6. Tips for Getting Great Action Shots

In this video from Indy Mogul, Devin Graham, an action and extreme sports videographer based in Utah, offers useful tips for how to shoot action sequences. Don’t be afraid to get up close and use a wide-angle lens.


7. Shoot Inside Waves with a GoPro

Here, former pro surfer-turned-videographer Brett Barley shows how he gets incredible footage from deep within the heaving beauty of waves. He explains everything from camera settings on his GoPro Hero 7 to … breathing techniques. Also, remember: saliva is your friend.


8. Find Success in Commercial Product Cinematography

Think shooting from inside a wave is hard? Try lighting a beer bottle! In this Aputure video, cinematographer Brent Barbano talks about how to light products for amazing footage.


9. What Beginning Filmmakers Need to Know … and What Gear They Need to Have

If you’re a beginning filmmaker, you will make filmmaking mistakes. Good! That’s how you learn. But you might save yourself some agony by watching the video above from Simon Cade of DSLRguide, who runs through common beginner mistakes … such as failing to prepare for a shoot.

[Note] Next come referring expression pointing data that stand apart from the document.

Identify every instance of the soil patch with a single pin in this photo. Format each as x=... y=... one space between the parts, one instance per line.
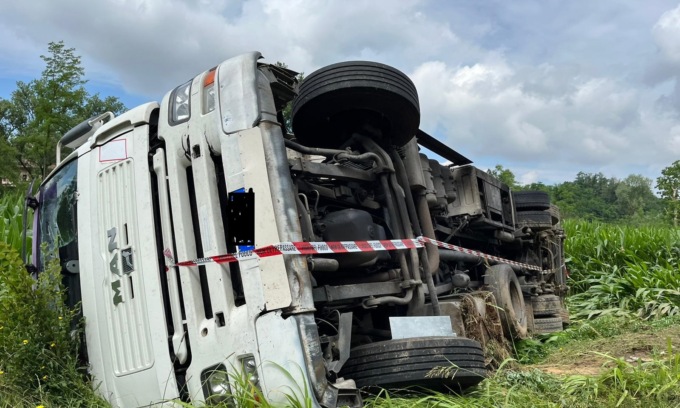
x=591 y=357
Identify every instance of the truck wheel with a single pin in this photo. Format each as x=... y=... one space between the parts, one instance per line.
x=546 y=305
x=531 y=200
x=504 y=285
x=336 y=101
x=536 y=220
x=543 y=325
x=403 y=362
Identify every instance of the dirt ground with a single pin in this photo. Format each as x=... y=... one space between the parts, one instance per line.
x=588 y=357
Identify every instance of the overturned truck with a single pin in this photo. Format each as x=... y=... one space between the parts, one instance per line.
x=213 y=252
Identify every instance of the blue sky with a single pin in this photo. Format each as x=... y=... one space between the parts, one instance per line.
x=546 y=88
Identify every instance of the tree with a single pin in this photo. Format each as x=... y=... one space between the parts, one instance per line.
x=634 y=196
x=669 y=187
x=41 y=111
x=504 y=175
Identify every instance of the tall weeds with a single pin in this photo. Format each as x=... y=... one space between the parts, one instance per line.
x=620 y=269
x=11 y=220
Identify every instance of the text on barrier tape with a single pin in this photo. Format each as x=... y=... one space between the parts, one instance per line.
x=337 y=247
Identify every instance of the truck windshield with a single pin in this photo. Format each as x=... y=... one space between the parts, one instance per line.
x=57 y=221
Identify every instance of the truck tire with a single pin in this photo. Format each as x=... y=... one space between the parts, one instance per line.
x=405 y=362
x=504 y=285
x=536 y=220
x=336 y=101
x=531 y=200
x=546 y=305
x=543 y=325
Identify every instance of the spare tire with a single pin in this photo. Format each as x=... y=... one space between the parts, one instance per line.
x=356 y=96
x=531 y=200
x=504 y=285
x=543 y=325
x=546 y=305
x=407 y=362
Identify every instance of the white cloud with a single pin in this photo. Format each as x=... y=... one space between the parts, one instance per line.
x=667 y=34
x=545 y=90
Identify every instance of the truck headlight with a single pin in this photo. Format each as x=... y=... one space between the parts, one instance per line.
x=215 y=382
x=180 y=104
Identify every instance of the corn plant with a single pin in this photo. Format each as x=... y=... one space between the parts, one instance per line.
x=621 y=269
x=11 y=220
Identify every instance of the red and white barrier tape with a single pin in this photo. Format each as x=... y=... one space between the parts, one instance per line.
x=477 y=253
x=336 y=247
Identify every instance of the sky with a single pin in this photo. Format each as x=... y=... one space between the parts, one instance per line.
x=545 y=88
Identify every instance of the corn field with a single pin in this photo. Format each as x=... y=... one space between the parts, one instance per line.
x=622 y=269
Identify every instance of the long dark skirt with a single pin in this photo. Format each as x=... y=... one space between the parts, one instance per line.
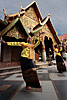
x=29 y=73
x=60 y=64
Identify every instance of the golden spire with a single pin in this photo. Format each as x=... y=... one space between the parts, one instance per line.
x=4 y=12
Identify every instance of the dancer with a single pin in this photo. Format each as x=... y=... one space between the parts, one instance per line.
x=28 y=69
x=59 y=60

Meanwhile, the video below, from Indy Mogul, runs through the gear that you will absolutely need.

Your kit doesn’t need to be elaborate, but you will need a tripod, a color chart, a key light, an accent light, a shotgun mic, an audio recorder and some other items — such as a camera.

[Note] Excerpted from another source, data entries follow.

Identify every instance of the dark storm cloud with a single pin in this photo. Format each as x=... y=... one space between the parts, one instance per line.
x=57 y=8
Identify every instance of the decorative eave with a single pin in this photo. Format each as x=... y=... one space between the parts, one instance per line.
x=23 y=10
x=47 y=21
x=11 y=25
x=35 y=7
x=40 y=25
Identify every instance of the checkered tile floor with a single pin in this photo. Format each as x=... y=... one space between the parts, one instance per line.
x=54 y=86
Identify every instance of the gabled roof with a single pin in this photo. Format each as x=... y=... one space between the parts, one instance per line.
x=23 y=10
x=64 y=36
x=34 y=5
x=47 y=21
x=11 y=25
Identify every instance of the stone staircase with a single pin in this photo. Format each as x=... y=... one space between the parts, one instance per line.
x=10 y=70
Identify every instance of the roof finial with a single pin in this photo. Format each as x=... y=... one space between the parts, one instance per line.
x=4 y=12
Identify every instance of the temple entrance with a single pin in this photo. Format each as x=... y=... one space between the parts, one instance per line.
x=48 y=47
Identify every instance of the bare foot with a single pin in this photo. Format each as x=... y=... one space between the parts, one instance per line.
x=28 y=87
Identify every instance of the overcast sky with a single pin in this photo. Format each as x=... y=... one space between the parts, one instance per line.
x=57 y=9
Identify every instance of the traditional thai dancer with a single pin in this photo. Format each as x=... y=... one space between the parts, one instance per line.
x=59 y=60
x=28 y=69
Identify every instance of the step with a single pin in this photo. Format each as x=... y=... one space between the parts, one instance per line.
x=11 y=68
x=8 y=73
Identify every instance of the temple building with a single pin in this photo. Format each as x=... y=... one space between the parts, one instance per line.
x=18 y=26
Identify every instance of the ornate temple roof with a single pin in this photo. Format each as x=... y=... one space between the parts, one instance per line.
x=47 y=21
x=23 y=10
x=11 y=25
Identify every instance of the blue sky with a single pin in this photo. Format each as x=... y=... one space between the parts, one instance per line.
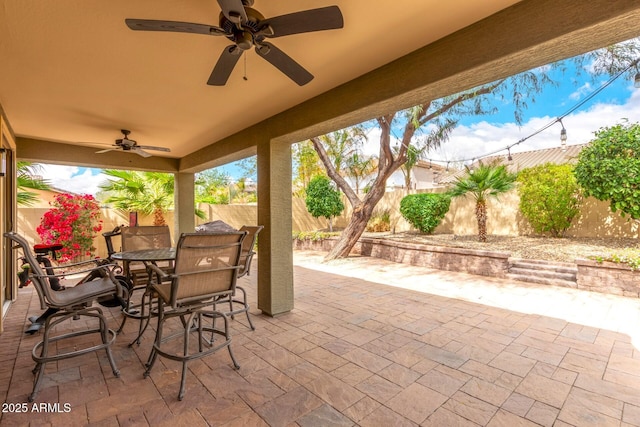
x=476 y=136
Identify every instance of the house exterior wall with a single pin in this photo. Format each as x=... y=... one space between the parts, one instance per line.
x=8 y=285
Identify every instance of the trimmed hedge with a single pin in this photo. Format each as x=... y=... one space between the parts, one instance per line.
x=425 y=211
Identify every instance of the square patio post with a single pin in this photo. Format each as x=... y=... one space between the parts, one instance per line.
x=275 y=251
x=184 y=201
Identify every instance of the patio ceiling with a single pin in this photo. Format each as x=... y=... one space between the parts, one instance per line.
x=72 y=71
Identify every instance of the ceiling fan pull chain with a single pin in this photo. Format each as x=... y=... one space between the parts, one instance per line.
x=245 y=68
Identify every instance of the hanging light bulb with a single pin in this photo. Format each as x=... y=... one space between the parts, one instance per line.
x=563 y=136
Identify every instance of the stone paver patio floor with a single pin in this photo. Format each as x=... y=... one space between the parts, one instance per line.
x=369 y=343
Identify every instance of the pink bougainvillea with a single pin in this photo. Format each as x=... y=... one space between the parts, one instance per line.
x=73 y=221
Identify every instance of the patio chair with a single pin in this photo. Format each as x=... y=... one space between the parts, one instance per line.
x=206 y=267
x=248 y=245
x=139 y=238
x=71 y=303
x=135 y=239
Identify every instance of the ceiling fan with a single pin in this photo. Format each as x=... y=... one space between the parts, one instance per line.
x=247 y=28
x=126 y=144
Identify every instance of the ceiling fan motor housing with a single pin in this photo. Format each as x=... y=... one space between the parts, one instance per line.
x=245 y=34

10. Paul Schrader on How to Make Your Words Turn into Images

How do you turn the ideas in your head into images? Paul Schrader, famed director and screenwriter, knows something about that. In this video from the BAFTA Guru series, Schrader offers some valuable screenwriting tips. When you're typing don't worry about how flowery you can make your ideas sound — no one really cares about that, adds NoFilmSchool. Instead, worry about how you can communicate the ideas on the page visually and simply.